10. Schüpfenfluh 18.10.2018 16:10 (UTC)
   
 


 
Wanderung Schüpfenfluh, 21. September 2013

Zu dritt
stehen wir am Bahnhof. Wir lassen uns nicht entmutigen und steigen in den Zug
Richtung Bern, Thurnen und kommen was verspätet beim Gurnigel Berghaus an.

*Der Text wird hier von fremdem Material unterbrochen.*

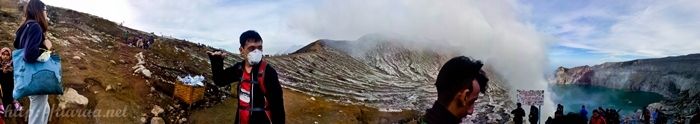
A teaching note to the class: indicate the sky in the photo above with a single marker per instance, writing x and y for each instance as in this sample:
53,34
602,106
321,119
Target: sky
573,32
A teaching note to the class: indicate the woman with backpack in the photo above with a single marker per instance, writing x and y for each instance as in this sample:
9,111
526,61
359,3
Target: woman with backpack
31,37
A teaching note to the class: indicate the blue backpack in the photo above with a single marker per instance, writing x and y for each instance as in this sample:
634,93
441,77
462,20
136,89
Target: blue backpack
38,78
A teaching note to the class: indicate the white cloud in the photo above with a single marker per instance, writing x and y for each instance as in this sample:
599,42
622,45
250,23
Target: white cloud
638,28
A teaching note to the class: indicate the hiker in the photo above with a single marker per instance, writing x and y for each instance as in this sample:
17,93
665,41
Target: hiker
518,114
20,6
646,116
458,84
259,90
597,118
549,120
31,38
583,112
150,41
7,82
534,115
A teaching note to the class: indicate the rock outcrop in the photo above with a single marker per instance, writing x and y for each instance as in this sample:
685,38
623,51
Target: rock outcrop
71,99
677,78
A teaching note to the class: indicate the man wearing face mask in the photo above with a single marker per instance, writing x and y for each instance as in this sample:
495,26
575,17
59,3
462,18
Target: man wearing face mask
458,84
259,91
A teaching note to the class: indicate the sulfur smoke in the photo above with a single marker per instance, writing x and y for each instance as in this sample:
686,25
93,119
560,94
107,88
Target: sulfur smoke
493,31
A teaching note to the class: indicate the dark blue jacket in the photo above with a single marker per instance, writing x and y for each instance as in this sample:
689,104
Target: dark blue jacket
30,37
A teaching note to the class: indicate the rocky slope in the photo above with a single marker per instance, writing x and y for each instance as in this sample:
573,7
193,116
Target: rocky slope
372,80
376,71
676,78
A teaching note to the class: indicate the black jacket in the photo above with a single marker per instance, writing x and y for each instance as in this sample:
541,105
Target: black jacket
223,77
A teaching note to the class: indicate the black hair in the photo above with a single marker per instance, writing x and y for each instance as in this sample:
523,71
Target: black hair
456,75
250,34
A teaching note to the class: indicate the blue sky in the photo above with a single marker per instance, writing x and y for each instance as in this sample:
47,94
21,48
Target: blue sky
574,32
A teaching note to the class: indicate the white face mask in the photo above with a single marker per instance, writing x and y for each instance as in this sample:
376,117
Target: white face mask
254,57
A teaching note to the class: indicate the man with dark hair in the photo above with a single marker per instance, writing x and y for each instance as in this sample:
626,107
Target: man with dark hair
259,90
458,84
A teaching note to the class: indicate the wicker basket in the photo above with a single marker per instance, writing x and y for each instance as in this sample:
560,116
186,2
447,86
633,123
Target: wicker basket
188,94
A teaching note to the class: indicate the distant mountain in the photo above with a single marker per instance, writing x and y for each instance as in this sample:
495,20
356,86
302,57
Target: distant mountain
676,78
383,75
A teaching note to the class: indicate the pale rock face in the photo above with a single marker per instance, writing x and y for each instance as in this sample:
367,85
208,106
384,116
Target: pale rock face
377,72
677,78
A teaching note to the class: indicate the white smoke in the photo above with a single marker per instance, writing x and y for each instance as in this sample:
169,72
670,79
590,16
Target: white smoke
493,31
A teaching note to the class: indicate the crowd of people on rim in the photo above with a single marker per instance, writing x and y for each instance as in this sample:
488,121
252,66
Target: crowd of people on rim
600,115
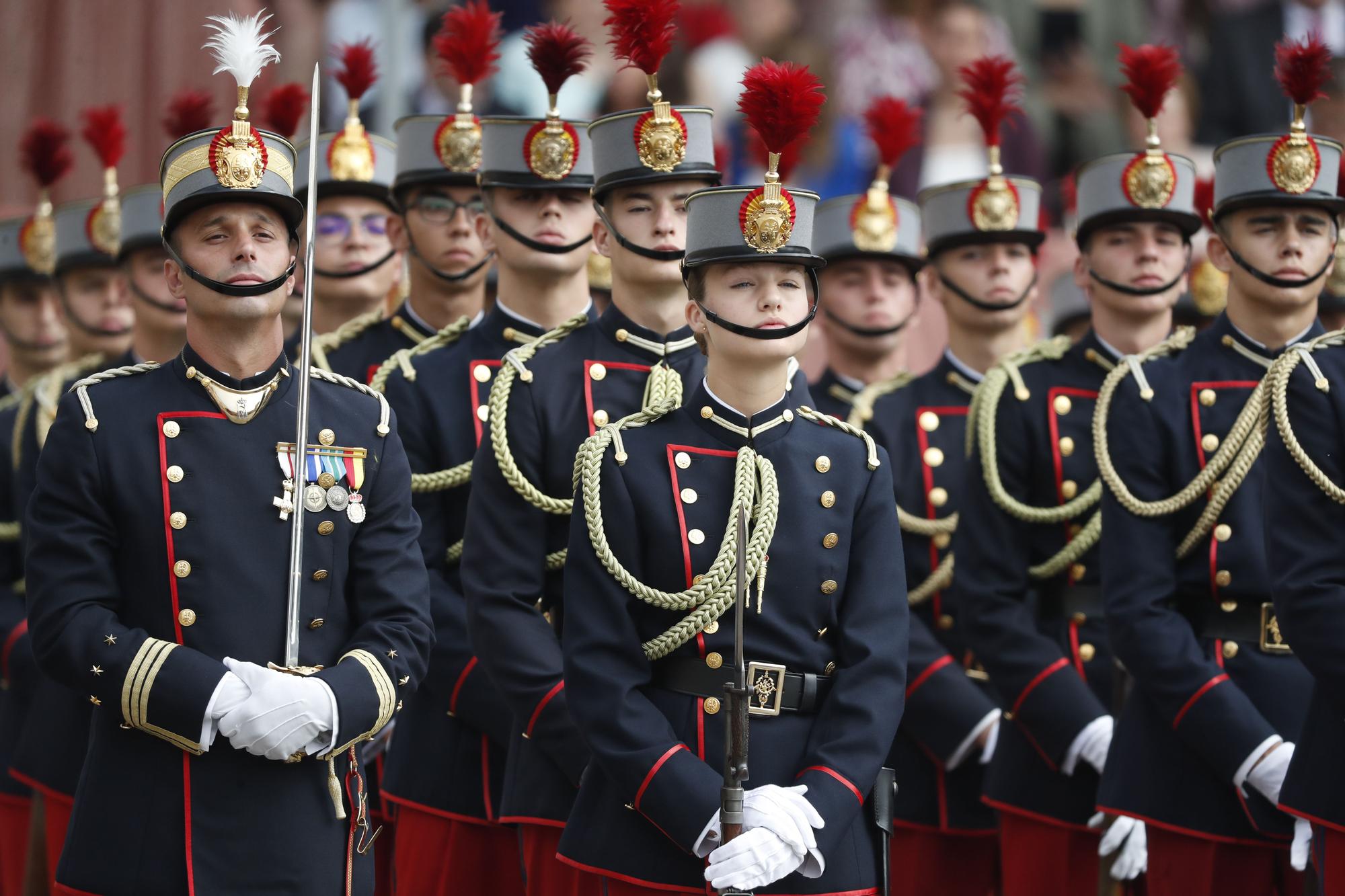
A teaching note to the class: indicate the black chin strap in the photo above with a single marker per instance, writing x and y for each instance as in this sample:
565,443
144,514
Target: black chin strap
232,288
358,272
657,255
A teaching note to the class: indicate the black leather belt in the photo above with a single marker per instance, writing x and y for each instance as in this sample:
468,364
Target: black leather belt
774,688
1245,622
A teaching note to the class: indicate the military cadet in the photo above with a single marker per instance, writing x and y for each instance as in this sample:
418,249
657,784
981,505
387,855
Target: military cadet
1027,583
1219,697
945,837
870,292
549,396
435,224
356,266
157,592
652,575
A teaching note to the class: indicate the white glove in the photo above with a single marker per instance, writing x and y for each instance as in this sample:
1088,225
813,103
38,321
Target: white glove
1303,846
1128,834
286,713
1268,775
1091,745
754,858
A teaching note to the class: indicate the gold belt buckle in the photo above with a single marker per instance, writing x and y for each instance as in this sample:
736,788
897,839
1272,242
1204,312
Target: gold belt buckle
1273,641
766,681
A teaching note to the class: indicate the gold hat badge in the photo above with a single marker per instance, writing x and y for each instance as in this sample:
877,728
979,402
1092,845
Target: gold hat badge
469,45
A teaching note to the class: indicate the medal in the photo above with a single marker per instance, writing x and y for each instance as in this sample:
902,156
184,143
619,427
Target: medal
338,498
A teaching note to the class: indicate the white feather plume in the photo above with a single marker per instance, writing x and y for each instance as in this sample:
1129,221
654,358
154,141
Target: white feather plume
239,46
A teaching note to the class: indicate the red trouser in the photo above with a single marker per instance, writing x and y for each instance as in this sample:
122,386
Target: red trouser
927,861
1186,865
436,856
1042,858
14,842
545,873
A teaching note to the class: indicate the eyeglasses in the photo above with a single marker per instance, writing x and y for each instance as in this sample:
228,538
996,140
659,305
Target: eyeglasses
333,228
436,209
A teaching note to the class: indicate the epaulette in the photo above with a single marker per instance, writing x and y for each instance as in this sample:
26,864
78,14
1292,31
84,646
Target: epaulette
861,408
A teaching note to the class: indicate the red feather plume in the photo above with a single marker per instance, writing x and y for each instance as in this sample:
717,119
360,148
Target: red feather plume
558,52
991,93
469,41
642,32
782,101
1151,71
45,154
894,127
1303,68
358,68
188,112
104,131
286,106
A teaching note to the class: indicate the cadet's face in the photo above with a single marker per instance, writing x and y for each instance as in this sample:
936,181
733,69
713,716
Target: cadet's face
1144,256
650,216
30,317
1284,241
872,294
352,235
98,309
241,244
763,295
553,217
996,274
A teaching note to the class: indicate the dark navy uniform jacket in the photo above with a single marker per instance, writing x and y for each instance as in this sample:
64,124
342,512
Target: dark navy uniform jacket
449,754
1206,696
1042,641
835,603
155,552
361,357
925,428
1304,556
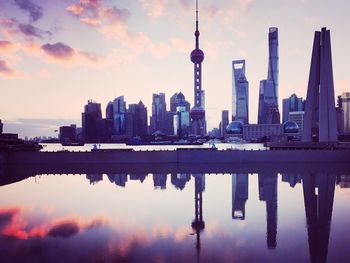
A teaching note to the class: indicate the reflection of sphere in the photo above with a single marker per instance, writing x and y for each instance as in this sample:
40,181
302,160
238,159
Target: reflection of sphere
197,56
235,127
198,225
197,113
290,127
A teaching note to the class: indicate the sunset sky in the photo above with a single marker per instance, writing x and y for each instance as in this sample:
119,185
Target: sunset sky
55,55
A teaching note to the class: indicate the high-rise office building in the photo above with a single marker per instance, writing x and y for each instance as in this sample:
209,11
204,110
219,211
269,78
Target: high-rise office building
138,118
240,92
181,121
224,122
320,117
198,123
92,113
298,118
119,115
158,118
345,105
268,112
293,103
109,111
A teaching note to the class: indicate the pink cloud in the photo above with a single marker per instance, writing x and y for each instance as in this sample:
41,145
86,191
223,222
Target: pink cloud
7,46
181,45
58,51
5,69
154,8
113,23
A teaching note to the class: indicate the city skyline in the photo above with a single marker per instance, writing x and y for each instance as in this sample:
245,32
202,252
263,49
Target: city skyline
49,65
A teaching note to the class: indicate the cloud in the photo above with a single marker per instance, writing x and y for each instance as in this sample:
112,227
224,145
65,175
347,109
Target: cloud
32,31
7,46
245,4
181,45
35,11
154,8
64,229
59,51
5,69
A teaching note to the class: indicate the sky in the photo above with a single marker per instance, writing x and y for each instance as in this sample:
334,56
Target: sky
56,55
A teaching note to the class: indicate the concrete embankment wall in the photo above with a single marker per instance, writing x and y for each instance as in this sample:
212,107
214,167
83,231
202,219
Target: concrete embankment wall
203,156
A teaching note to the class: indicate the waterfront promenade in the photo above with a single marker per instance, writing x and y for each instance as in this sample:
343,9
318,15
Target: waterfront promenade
178,156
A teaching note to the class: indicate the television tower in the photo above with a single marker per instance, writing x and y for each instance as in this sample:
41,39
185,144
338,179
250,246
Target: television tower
198,123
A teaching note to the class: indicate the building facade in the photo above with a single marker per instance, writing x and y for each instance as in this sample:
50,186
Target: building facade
268,112
224,122
320,124
298,118
137,119
258,132
293,103
345,105
158,118
240,92
181,122
119,115
92,113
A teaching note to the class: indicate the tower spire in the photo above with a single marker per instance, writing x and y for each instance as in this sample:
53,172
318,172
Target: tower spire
197,31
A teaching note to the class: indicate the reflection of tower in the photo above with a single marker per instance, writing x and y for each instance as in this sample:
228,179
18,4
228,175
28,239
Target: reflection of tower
239,195
94,178
180,180
318,209
198,224
118,179
159,181
198,124
135,177
320,122
268,193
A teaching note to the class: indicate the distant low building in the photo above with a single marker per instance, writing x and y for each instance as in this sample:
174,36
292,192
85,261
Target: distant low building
298,117
67,133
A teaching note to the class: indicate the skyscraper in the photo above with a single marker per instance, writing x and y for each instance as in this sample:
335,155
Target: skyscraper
224,122
293,103
158,118
198,123
240,92
92,113
320,122
268,112
138,117
345,104
181,121
119,117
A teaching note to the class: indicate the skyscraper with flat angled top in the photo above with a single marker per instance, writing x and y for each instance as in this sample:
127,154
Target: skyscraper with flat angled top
268,112
240,92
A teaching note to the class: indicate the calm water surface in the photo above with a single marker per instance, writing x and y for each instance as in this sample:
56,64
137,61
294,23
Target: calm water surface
292,216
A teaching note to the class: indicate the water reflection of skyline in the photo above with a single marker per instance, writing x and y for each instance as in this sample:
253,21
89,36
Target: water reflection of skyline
318,194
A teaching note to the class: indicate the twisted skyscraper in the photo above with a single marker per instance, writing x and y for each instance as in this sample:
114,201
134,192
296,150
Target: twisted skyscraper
268,91
198,123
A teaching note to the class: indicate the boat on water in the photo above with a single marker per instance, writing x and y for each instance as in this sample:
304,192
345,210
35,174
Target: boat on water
73,144
137,141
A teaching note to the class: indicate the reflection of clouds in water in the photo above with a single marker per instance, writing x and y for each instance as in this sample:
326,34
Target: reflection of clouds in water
13,224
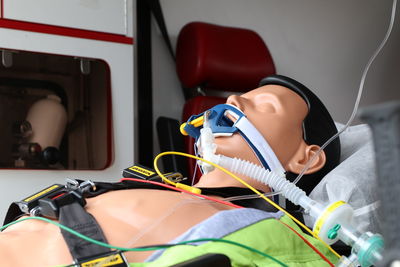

Heute ist Alpabfahrt und so bleiben wir noch etwas am Strassenrand stehen und
schauen uns die blumengeschmückten Kühe an.
Auch heute
starten wir nicht ohne Kaffee und siehe da, bereits werden wir von Roland und
Werner erwartet, die per Auto zum Berghaus kamen.
So starten
wir zu fünft  bei schönstem, warmen
Herbstwetter..Über Seilbühl steigen wir hoch auf die Schüpfenfluh. Hier oben geniesen wir zum ersten Mal eine
herrliche Aussicht auf das Bernerland und den Jura. Roland nennt mir alle Namen
der Berge. Ja ich höre gut zu, habe ich doch  für die Pro Senectute am folgenden Montag die
Abschlusswanderung mit der gleichen Tour vor mit. Bevor wir auf der  Pfyffe Mittagshalt machen, geht unser Weg über
den Lotharsteg. Ein Gebiet, das beim Lotharsturm eine überfallmässige Rodung
erlitten hat. Ein Gruppe Menschen hat sich dem Schaden angenommen und mit dem
Fallholz einen Steg durch das Waldstück
gebaut. Heute sind einige Personen daran den Steg , wo notwendig, zu flicken. Wir staunen über die viele
Ebereschen die zu dieser Jahreszeit in leuchtendem Rot unsere Augen erfreuen.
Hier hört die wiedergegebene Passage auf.